I don't think either country has the wealth or the infrastructure to be able to manage any kind of war.
The Iranians fought Iraq for eight years. Most of those years, they were trying to invade Iraq, a country one third their size sitting in a flood plain. They lacked the infrastructure and logistical capacity for anything more than relatively static trench warfare a few dozen miles from their borders.
We've seen Saudi Arabia's military in action lately, intervening in Yemen, and it's been astonishingly underwhelming.
Both of these countries have failed utterly at any kind of massive power projection. The reality is that war is an incredibly expensive undertaking, and it goes through money and supplies at an astonishing rate. Having an army is one thing. Having an army that can fight on large scale operations is another.

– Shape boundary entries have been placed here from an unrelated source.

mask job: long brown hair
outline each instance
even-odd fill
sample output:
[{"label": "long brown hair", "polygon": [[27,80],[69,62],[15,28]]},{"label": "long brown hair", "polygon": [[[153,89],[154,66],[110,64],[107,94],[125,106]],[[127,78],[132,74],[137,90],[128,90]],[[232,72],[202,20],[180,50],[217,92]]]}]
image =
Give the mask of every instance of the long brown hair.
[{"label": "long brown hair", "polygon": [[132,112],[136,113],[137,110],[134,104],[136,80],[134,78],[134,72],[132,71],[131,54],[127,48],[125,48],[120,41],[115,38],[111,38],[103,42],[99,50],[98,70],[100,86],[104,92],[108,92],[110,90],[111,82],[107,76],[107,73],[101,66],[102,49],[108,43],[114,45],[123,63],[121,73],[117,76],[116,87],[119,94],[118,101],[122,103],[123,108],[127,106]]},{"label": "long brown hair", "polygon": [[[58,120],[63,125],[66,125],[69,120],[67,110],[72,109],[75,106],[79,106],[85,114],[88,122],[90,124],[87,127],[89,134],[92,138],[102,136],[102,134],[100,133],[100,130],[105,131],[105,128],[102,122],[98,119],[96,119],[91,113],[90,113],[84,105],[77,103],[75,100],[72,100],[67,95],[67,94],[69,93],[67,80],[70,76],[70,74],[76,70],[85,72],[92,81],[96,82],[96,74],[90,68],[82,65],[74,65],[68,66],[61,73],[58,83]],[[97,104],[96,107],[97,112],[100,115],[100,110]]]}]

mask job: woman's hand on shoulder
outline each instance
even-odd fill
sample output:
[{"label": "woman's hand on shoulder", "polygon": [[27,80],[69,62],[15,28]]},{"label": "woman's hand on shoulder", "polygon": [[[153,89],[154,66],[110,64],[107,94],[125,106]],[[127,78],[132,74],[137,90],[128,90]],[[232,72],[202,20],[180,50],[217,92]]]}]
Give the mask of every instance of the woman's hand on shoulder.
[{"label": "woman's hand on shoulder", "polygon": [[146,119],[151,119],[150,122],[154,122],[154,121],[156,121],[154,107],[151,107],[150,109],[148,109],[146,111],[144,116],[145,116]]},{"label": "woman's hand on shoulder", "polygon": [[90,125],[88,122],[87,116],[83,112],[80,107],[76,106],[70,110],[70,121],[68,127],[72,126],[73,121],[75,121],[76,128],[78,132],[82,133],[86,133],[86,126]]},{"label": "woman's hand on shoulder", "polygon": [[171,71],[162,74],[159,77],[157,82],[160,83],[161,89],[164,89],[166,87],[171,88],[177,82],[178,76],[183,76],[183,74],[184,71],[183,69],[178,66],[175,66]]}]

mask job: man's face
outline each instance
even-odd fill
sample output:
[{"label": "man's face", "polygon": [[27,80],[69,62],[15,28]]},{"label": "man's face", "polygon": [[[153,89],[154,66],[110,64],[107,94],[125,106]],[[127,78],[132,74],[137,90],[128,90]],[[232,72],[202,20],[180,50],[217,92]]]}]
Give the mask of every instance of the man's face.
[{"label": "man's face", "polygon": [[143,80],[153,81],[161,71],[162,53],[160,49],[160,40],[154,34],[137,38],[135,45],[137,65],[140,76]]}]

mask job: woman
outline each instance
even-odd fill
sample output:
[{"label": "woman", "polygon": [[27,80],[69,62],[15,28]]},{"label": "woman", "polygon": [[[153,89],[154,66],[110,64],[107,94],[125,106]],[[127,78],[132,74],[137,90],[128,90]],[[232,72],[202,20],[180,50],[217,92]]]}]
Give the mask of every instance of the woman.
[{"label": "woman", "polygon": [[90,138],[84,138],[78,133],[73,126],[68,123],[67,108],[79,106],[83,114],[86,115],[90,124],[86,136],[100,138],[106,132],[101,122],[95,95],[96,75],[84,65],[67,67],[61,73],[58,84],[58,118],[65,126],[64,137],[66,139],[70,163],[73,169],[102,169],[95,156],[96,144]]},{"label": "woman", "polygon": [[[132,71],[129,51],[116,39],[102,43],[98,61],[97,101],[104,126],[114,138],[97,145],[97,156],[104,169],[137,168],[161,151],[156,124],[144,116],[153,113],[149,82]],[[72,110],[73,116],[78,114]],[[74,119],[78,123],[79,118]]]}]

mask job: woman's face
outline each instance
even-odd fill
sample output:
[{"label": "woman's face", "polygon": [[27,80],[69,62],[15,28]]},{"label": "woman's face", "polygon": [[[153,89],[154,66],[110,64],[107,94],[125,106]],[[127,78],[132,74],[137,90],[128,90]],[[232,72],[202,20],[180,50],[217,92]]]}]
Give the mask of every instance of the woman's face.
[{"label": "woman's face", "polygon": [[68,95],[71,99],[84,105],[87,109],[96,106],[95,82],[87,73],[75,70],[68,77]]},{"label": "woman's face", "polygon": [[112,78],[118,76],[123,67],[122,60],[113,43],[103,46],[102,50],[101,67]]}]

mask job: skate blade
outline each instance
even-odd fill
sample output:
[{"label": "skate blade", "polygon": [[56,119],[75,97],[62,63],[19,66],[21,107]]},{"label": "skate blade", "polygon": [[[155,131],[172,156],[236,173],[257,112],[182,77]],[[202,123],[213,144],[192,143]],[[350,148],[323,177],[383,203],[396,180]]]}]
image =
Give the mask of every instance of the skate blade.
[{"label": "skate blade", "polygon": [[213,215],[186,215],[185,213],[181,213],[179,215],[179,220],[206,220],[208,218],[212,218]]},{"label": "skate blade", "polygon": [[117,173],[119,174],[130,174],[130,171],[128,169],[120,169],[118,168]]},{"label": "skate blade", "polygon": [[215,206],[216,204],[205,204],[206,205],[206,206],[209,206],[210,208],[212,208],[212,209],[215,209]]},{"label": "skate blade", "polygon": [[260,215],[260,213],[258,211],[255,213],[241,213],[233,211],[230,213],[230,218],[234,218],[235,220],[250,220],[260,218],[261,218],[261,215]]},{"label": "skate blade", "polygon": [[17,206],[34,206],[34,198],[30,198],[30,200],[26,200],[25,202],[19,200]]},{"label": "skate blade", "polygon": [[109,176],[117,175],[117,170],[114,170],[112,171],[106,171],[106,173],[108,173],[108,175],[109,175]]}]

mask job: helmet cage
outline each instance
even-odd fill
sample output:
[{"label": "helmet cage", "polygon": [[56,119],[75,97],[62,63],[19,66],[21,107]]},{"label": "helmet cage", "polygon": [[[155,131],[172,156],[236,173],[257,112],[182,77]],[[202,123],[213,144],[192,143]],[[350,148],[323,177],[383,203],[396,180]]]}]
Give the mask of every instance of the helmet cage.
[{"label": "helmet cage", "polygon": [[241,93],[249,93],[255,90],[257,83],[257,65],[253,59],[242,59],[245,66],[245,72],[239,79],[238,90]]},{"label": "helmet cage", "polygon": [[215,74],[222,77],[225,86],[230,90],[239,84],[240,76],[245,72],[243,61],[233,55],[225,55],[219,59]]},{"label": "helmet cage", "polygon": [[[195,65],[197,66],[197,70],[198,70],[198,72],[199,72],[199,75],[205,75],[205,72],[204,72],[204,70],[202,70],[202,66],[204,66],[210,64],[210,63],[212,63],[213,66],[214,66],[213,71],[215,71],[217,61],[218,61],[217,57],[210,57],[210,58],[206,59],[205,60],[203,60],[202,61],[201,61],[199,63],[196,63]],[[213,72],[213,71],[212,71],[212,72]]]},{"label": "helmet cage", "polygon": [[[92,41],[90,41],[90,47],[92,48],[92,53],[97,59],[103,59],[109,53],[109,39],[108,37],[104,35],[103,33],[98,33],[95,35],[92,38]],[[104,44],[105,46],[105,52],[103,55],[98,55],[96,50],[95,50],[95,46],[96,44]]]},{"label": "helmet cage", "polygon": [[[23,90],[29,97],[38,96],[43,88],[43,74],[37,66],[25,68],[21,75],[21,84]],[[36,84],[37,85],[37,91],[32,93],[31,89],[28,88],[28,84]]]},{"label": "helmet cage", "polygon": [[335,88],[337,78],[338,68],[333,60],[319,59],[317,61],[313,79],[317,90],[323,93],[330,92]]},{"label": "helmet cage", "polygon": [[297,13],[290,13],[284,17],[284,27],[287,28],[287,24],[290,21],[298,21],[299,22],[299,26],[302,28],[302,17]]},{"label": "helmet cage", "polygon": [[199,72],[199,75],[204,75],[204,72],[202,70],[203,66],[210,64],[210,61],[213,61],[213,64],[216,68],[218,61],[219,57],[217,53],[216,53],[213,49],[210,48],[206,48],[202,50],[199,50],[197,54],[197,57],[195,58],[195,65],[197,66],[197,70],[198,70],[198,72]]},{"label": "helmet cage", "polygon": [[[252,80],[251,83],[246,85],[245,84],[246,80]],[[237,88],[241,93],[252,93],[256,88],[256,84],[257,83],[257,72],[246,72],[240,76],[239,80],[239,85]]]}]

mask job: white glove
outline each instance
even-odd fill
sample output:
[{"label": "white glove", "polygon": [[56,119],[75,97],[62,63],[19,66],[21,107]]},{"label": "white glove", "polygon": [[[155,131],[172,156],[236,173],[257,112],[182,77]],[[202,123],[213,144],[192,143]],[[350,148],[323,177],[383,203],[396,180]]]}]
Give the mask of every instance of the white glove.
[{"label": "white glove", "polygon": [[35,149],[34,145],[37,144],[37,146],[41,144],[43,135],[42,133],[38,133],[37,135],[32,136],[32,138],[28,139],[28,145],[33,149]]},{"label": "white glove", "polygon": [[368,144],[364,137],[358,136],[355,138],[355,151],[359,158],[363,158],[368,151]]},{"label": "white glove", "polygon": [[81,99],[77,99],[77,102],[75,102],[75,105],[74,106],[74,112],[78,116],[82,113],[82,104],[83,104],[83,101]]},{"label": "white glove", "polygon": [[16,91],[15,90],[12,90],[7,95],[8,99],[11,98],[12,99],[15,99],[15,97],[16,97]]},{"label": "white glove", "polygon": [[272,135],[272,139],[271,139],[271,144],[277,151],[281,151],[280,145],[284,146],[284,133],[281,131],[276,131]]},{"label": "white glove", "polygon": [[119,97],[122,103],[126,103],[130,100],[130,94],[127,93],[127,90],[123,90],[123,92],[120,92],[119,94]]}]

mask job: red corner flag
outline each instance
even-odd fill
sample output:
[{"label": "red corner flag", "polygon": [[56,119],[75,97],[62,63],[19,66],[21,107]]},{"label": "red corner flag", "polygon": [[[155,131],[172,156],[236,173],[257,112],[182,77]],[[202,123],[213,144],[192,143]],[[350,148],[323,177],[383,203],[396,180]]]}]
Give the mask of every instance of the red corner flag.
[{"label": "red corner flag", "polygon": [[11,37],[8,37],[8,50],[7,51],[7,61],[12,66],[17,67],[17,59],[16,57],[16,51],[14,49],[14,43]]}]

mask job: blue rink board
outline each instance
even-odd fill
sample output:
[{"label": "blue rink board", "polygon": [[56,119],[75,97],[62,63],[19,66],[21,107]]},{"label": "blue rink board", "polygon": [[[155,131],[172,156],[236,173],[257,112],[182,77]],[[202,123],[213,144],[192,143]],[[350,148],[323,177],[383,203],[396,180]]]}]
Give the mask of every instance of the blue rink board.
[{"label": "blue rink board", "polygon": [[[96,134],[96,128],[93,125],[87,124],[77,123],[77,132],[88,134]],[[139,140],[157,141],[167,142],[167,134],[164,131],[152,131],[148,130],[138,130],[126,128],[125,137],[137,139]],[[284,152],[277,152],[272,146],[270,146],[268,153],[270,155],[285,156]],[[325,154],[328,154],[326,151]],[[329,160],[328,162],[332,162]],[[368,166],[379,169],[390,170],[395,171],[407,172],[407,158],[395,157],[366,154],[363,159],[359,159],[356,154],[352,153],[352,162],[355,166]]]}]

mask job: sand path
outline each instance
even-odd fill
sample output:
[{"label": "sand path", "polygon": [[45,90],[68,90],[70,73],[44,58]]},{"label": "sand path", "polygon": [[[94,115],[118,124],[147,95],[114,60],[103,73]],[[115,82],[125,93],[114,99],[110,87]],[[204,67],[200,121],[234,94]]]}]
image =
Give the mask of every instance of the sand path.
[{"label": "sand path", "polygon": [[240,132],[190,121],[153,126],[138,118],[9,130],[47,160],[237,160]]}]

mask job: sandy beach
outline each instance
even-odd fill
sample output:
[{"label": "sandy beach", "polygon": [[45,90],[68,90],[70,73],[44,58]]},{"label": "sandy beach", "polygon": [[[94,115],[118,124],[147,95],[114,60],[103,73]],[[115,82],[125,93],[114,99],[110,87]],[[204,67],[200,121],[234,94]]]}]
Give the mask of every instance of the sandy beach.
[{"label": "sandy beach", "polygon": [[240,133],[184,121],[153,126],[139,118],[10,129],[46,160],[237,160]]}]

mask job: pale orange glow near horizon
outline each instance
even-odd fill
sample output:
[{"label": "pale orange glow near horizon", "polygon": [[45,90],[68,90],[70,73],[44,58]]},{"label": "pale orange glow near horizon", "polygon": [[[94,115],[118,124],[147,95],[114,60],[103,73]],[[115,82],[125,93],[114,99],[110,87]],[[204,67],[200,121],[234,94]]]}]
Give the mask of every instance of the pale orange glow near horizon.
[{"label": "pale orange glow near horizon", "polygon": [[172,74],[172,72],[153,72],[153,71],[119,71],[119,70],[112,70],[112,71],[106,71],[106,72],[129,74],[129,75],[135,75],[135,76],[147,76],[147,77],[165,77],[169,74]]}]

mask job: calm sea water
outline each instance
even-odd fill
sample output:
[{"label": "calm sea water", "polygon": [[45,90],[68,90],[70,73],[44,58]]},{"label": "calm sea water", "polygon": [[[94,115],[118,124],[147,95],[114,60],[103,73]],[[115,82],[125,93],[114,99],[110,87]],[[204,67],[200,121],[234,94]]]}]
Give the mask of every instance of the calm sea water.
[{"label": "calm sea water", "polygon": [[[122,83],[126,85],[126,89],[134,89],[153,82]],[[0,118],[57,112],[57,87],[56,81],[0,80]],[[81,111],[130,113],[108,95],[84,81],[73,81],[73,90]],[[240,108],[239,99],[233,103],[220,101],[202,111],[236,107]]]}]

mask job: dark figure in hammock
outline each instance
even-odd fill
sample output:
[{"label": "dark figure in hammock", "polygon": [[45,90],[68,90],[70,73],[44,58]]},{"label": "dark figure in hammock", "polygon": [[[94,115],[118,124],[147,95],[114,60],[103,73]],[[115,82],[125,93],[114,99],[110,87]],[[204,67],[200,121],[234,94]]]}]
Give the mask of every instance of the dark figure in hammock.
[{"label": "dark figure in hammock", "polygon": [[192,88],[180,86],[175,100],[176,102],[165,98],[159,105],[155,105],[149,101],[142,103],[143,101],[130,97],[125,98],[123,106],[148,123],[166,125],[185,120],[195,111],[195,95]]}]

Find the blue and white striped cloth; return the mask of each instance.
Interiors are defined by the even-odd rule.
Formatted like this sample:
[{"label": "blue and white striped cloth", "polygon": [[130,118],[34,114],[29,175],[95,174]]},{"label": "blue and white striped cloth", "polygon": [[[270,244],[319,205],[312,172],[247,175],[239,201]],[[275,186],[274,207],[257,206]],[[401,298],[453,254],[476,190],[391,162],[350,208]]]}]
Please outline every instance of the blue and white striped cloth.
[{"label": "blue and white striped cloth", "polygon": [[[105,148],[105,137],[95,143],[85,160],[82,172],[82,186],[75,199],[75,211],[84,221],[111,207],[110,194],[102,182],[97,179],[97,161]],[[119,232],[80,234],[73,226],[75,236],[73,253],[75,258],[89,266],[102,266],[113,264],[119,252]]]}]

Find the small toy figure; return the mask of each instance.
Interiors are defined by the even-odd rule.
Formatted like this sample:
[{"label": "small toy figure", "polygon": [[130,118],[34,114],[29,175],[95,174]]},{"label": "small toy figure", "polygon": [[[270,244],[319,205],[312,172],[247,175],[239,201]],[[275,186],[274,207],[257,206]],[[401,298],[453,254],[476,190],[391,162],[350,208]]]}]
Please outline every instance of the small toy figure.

Having an army which can operate out of country and be maintained and supplied constantly is incredibly difficult.
I think that it always has been, but as mechanisation has taken over - as you need gas for vehicles, spare parts for vehicles, trucks, all kinds of, kitchens, food supplies, massive quantities of ammo, latrines, medics, and in larger and larger numbers, it's been exorbitantly expensive, and not just expensive, difficult in unique ways. The countries that have done it, the countries that do it, have extremely sophisticated infrastructure, and literally centuries of accumulated experience and investment. You can't create that overnight.